Le dernier grand «capo» sicilien vivant occupait un appartement confortable et, selon les habitants de Campobello di Mazara, sortait au grand jour pour prendre un café au bar local, commander une pizza, faire ses emplettes… Il était muni de faux papiers et se faisait passer pour un médecin. D’autres portent des perruques, s’habillent en femme, subissent des opérations esthétiques.

Cosa Nostra n’est plus aujourd’hui que l’ombre d’elle-même, décapitée par l’Etat après les assassinats des juges Giovanni Falcone et Paolo Borsellino, pour lesquels Matteo Messina Denaro a été condamné à la perpétuité. Mais pour ce qui en subsiste, un parrain comme lui ne peut pas commander à distance, sauf à prendre le risque de voir son pouvoir contesté. Il doit rester parmi ses hommes, à n’importe quel prix.

Dans des caves aménagées

En Italie, les mafieux en cavale se cachent souvent dans ce qu’on appelle des «bunkers»: il s’agit de caves aménagées, avec chambre, sanitaire et cuisine, en sous-sol de maisons individuelles ou de petits immeubles. On y accède par des trappes dissimulées sous des meubles, des tapis, des faux planchers, derrière un miroir.

Leurs hôtes sont des amis, des affidés, ou des membres de la famille qui les ravitaillent régulièrement, avec qui ils jouent aux cartes ou fêtent Noël, au nez et à la barbe des autorités.

Préservatifs et Viagra

Selon le journal «Il Corriere della sera», les enquêteurs ont retrouvé des préservatifs et des boîtes de Viagra dans la planque de Matteo Messina Denaro. D’autres n’ont pas ce privilège, condamnés à se réfugier au plus profond des campagnes boisées de l’Italie méridionale.

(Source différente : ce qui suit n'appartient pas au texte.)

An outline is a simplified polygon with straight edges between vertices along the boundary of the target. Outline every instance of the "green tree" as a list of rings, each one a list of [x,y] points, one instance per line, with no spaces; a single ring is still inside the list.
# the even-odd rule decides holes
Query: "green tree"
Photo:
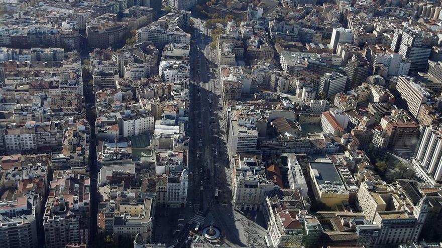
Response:
[[[130,37],[126,39],[126,46],[133,46],[137,42],[137,31],[131,30]]]
[[[377,168],[378,169],[383,173],[385,173],[387,168],[388,167],[388,164],[386,161],[383,160],[376,162],[376,163],[375,164],[375,165],[376,166],[376,168]]]
[[[83,66],[81,68],[81,76],[83,78],[90,78],[90,72],[89,71],[89,68],[86,66]]]
[[[225,19],[227,20],[228,22],[230,22],[232,20],[235,20],[235,17],[233,16],[233,15],[228,15],[226,16]]]

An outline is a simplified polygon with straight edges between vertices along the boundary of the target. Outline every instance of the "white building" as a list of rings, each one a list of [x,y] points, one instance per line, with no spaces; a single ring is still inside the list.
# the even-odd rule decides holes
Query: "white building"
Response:
[[[8,129],[5,135],[5,143],[8,151],[37,149],[37,136],[35,129]]]
[[[336,52],[338,43],[353,44],[353,31],[344,28],[335,28],[332,33],[330,45],[333,47],[333,52]]]
[[[329,97],[345,91],[347,76],[337,72],[326,73],[321,77],[318,93],[325,97]]]
[[[417,117],[422,104],[429,102],[430,94],[422,86],[413,82],[413,79],[406,76],[399,76],[396,89],[405,106],[413,116]]]
[[[373,58],[372,65],[383,64],[388,68],[389,76],[406,75],[408,74],[411,62],[402,60],[402,55],[391,50],[385,53],[377,53]]]
[[[158,74],[166,83],[172,83],[188,78],[190,75],[187,61],[168,60],[161,61]]]
[[[189,175],[185,169],[172,171],[167,176],[167,207],[182,207],[187,202]]]
[[[148,63],[129,64],[124,67],[124,77],[139,80],[151,76],[152,65]]]
[[[442,181],[442,130],[435,126],[425,128],[415,160],[431,179]],[[430,180],[431,180],[431,179]]]
[[[290,85],[290,75],[283,72],[274,71],[270,75],[270,89],[273,91],[286,93]]]
[[[232,160],[232,196],[235,207],[241,210],[260,210],[265,193],[274,188],[273,181],[266,177],[260,156],[257,157],[237,155]]]
[[[0,215],[0,240],[7,247],[36,248],[38,240],[34,214],[8,217]]]
[[[150,198],[141,202],[121,203],[120,214],[114,217],[114,238],[128,236],[134,238],[139,233],[145,240],[150,241],[154,208],[154,200]]]
[[[117,115],[121,123],[123,137],[138,135],[141,133],[152,132],[155,128],[154,116],[150,113],[138,113],[127,111],[124,116],[120,113]]]
[[[321,116],[321,127],[325,133],[342,135],[348,124],[348,117],[342,112],[324,112]]]
[[[229,127],[228,147],[230,156],[256,151],[258,132],[253,120],[231,120]]]
[[[306,104],[309,107],[309,114],[320,114],[325,110],[327,101],[325,100],[311,100],[309,103]]]
[[[290,188],[297,189],[303,197],[307,197],[308,188],[301,165],[296,159],[294,153],[283,153],[281,154],[282,165],[288,167],[288,181]]]

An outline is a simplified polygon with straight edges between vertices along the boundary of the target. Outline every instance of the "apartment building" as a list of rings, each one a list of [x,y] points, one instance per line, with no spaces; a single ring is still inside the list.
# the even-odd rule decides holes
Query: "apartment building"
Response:
[[[265,193],[274,188],[268,180],[265,167],[259,155],[239,154],[233,160],[232,196],[236,208],[243,210],[260,210]]]
[[[158,74],[166,83],[172,83],[188,78],[190,75],[187,61],[163,61],[160,63]]]
[[[353,95],[338,93],[335,96],[335,106],[343,111],[355,109],[358,105],[358,101]]]
[[[218,42],[217,50],[218,65],[221,66],[235,66],[235,54],[234,44],[231,42]]]
[[[154,116],[150,113],[137,113],[134,111],[119,112],[117,120],[121,124],[123,137],[129,137],[149,132],[155,129]]]
[[[174,23],[159,20],[137,31],[137,42],[151,42],[158,48],[171,43],[190,44],[190,35]]]
[[[268,226],[266,238],[275,247],[302,247],[302,201],[296,189],[275,189],[266,195],[262,209]]]
[[[390,136],[387,133],[385,129],[381,126],[376,126],[374,128],[372,129],[373,133],[373,139],[372,143],[373,145],[379,149],[385,149],[388,145],[388,141]]]
[[[414,82],[414,79],[408,76],[399,76],[396,86],[401,96],[399,99],[411,113],[417,117],[422,104],[430,102],[430,94],[425,89]]]
[[[235,156],[238,153],[253,153],[256,151],[258,143],[258,132],[255,122],[256,118],[245,116],[230,120],[228,139],[229,156]]]
[[[21,126],[13,124],[6,127],[5,130],[6,150],[17,152],[59,148],[61,146],[64,126],[63,122],[59,121],[28,121]]]
[[[154,69],[152,65],[148,63],[129,64],[124,67],[124,77],[132,80],[139,80],[152,75]]]
[[[54,172],[43,216],[46,247],[88,242],[90,178],[83,169]]]
[[[309,53],[284,51],[279,54],[279,63],[284,72],[295,75],[299,71],[307,68],[307,60],[320,58],[320,55]]]
[[[349,191],[331,161],[310,162],[309,171],[317,201],[333,208],[341,205],[343,201],[348,201]]]
[[[376,247],[388,247],[418,240],[428,213],[428,200],[421,199],[412,212],[380,211],[373,222],[379,226]]]
[[[303,197],[306,197],[308,187],[295,153],[281,154],[281,162],[282,165],[288,168],[287,175],[290,188],[298,190]]]
[[[333,51],[336,51],[339,43],[353,44],[353,31],[344,28],[335,28],[332,33],[330,45],[333,48]]]
[[[420,133],[418,123],[403,111],[393,110],[392,114],[381,119],[381,126],[390,136],[388,147],[413,147]]]
[[[418,147],[413,163],[423,169],[427,181],[442,181],[442,133],[439,127],[426,127]]]
[[[352,90],[365,82],[369,68],[370,63],[363,57],[358,58],[354,55],[345,67],[345,72],[347,74],[346,89]]]
[[[89,46],[106,48],[123,44],[129,29],[127,24],[118,23],[117,20],[117,15],[111,13],[91,20],[86,26]]]
[[[282,93],[287,93],[290,78],[290,75],[284,72],[272,71],[270,74],[270,90]]]
[[[411,62],[403,59],[402,55],[394,52],[385,46],[369,45],[365,49],[367,59],[372,67],[382,64],[388,70],[389,76],[400,76],[408,74]]]
[[[140,233],[150,242],[152,235],[155,203],[153,199],[119,201],[119,214],[114,216],[113,233],[116,240],[123,237],[131,239]]]
[[[342,112],[322,112],[321,116],[321,127],[325,133],[342,135],[347,128],[349,118]]]
[[[184,158],[187,152],[186,150],[168,150],[156,153],[155,173],[158,176],[157,204],[176,208],[187,204],[189,175],[187,161]]]
[[[372,246],[391,247],[419,237],[429,207],[414,183],[401,179],[392,184],[374,181],[361,184],[359,205],[366,217],[379,228]]]
[[[163,60],[174,59],[184,60],[189,57],[190,46],[185,43],[167,44],[163,49],[161,58]]]
[[[344,92],[347,77],[337,72],[325,73],[321,77],[318,93],[326,98]]]
[[[119,78],[118,72],[116,70],[105,71],[95,69],[92,74],[93,84],[100,89],[116,89],[116,82]]]
[[[33,214],[14,217],[0,215],[2,245],[9,248],[36,248],[38,240],[35,218]]]

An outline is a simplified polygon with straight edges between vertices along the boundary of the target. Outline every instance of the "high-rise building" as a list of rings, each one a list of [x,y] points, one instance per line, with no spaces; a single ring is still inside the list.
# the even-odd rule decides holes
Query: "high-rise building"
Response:
[[[260,210],[265,192],[273,189],[273,180],[267,179],[260,156],[240,154],[234,157],[232,170],[233,201],[242,210]]]
[[[54,172],[43,216],[48,248],[88,242],[90,178],[83,168]]]
[[[434,77],[440,82],[442,82],[442,62],[428,60],[428,74]]]
[[[416,161],[425,170],[427,180],[442,181],[442,130],[426,127],[416,154]]]
[[[254,7],[253,4],[249,4],[247,8],[247,21],[257,20],[262,17],[264,8],[260,6]]]
[[[346,89],[352,90],[362,84],[368,76],[370,63],[364,58],[357,58],[353,56],[352,60],[347,63],[345,72],[347,74]]]
[[[411,62],[403,60],[402,55],[394,53],[391,49],[385,46],[369,45],[365,49],[366,58],[370,61],[372,67],[382,64],[388,68],[388,75],[400,76],[407,75]]]
[[[8,248],[35,248],[37,242],[34,214],[12,217],[0,215],[0,242],[2,245]]]
[[[333,47],[333,52],[336,52],[338,43],[353,44],[353,31],[344,28],[335,28],[332,33],[330,45]]]
[[[290,84],[290,75],[282,72],[272,72],[270,75],[270,89],[274,91],[286,93]]]
[[[318,93],[325,97],[345,91],[347,77],[337,72],[325,73],[321,77],[319,82],[319,89]]]
[[[429,101],[430,94],[413,80],[411,77],[399,76],[396,89],[401,96],[399,100],[413,116],[417,117],[422,104]]]
[[[411,61],[410,70],[425,70],[435,38],[410,29],[400,30],[395,33],[390,48]]]
[[[151,0],[152,1],[152,0]],[[194,0],[169,0],[168,6],[175,10],[188,10],[195,6]]]

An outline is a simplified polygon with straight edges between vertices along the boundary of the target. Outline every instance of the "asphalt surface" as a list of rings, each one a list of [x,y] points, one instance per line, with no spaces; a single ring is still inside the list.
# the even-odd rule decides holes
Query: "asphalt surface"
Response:
[[[219,227],[225,237],[223,245],[244,247],[250,244],[262,247],[266,229],[262,227],[246,228],[245,218],[235,212],[232,205],[231,171],[223,108],[219,102],[222,86],[213,63],[216,55],[210,49],[211,38],[203,21],[193,18],[192,20],[195,30],[191,32],[190,58],[189,204],[186,208],[178,211],[181,213],[194,211],[193,215],[187,214],[186,223],[175,237],[155,241],[165,242],[175,247],[186,247],[190,232],[198,223],[196,221],[199,222],[197,220],[203,218],[204,220],[199,223],[200,229],[211,224]],[[162,220],[159,221],[161,223]],[[250,230],[255,229],[259,232],[253,231],[255,234],[250,234]]]

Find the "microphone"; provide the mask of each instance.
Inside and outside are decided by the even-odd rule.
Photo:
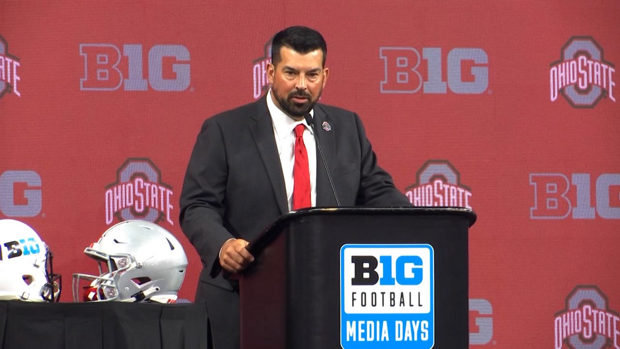
[[[321,160],[323,160],[323,166],[325,167],[325,171],[327,173],[327,179],[329,179],[329,185],[332,186],[332,193],[334,193],[334,197],[336,199],[336,206],[340,206],[340,201],[338,199],[338,194],[336,194],[336,188],[334,186],[334,181],[332,180],[332,175],[329,174],[329,169],[327,168],[327,163],[325,161],[325,156],[323,155],[323,150],[321,148],[321,143],[319,142],[319,137],[316,137],[316,130],[314,129],[314,120],[309,113],[304,116],[306,122],[308,123],[312,132],[314,134],[314,140],[316,141],[316,146],[319,148],[319,153],[321,155]]]

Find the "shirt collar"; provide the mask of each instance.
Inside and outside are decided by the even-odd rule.
[[[269,91],[267,92],[267,109],[269,109],[269,114],[271,114],[272,122],[273,124],[273,129],[275,130],[276,137],[280,140],[283,140],[288,137],[290,135],[293,134],[293,129],[295,128],[295,126],[299,125],[299,124],[303,124],[306,125],[306,128],[308,129],[311,133],[312,133],[312,129],[308,125],[308,123],[306,122],[306,120],[304,119],[301,121],[296,121],[289,117],[284,112],[281,111],[278,108],[275,103],[273,102],[273,100],[272,99],[272,91],[271,89],[269,89]],[[314,109],[310,111],[310,115],[314,117]]]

«Un homme parmi les plus recherchés au monde a besoin de protections et d’argent.»

Anna Sergi, criminologue

En 2016, deux chefs de la ‘Ndrangheta, la mafia calabraise, avaient été débusqués dans un misérable «bunker» niché dans la montagne, au milieu des arbres, où ils «vivaient comme des animaux», selon l’expression du procureur de l’époque, se nourrissant de conserves, dans des conditions d’hygiène précaires. Toto Riina, lui, le boss de Corleone surnommé «le Fauve», pour sa férocité, vivait au centre de Palerme jusqu’à son arrestation, en 1993, dans une «villa-bunker». Elle abrite aujourd’hui… une caserne de carabiniers.

«Un homme parmi les plus recherchés au monde a besoin de protections et d’argent», analyse Anna Sergi, criminologue, à propos de Matteo Messina Denaro, dont le patrimoine – par définition inconnu – se comptait en centaines de millions d’euros, selon la presse italienne.

«Ils ont des relations partout»

En plus de leur famille et de leurs sicaires, les mafieux ont longtemps bénéficié d’appuis au plus haut niveau de l’Etat et des partis politiques, de complicités parmi les forces de l’ordre, la magistrature, les entreprises ou l’Eglise. C’est toujours le cas, au moins au niveau local. «Ils ont des relations partout. On les informe d’opérations de police, mais surtout, ils gravitent sur un territoire où on les aide à se cacher», indique l’écrivain Roberto Saviano. «Ils peuvent compter sur un réseau de personnes qui prennent le risque de les protéger, soit parce qu’elles sont généreusement payées, soit parce qu’elles subissent une forme de chantage», détaille la criminologue Anna Sergi.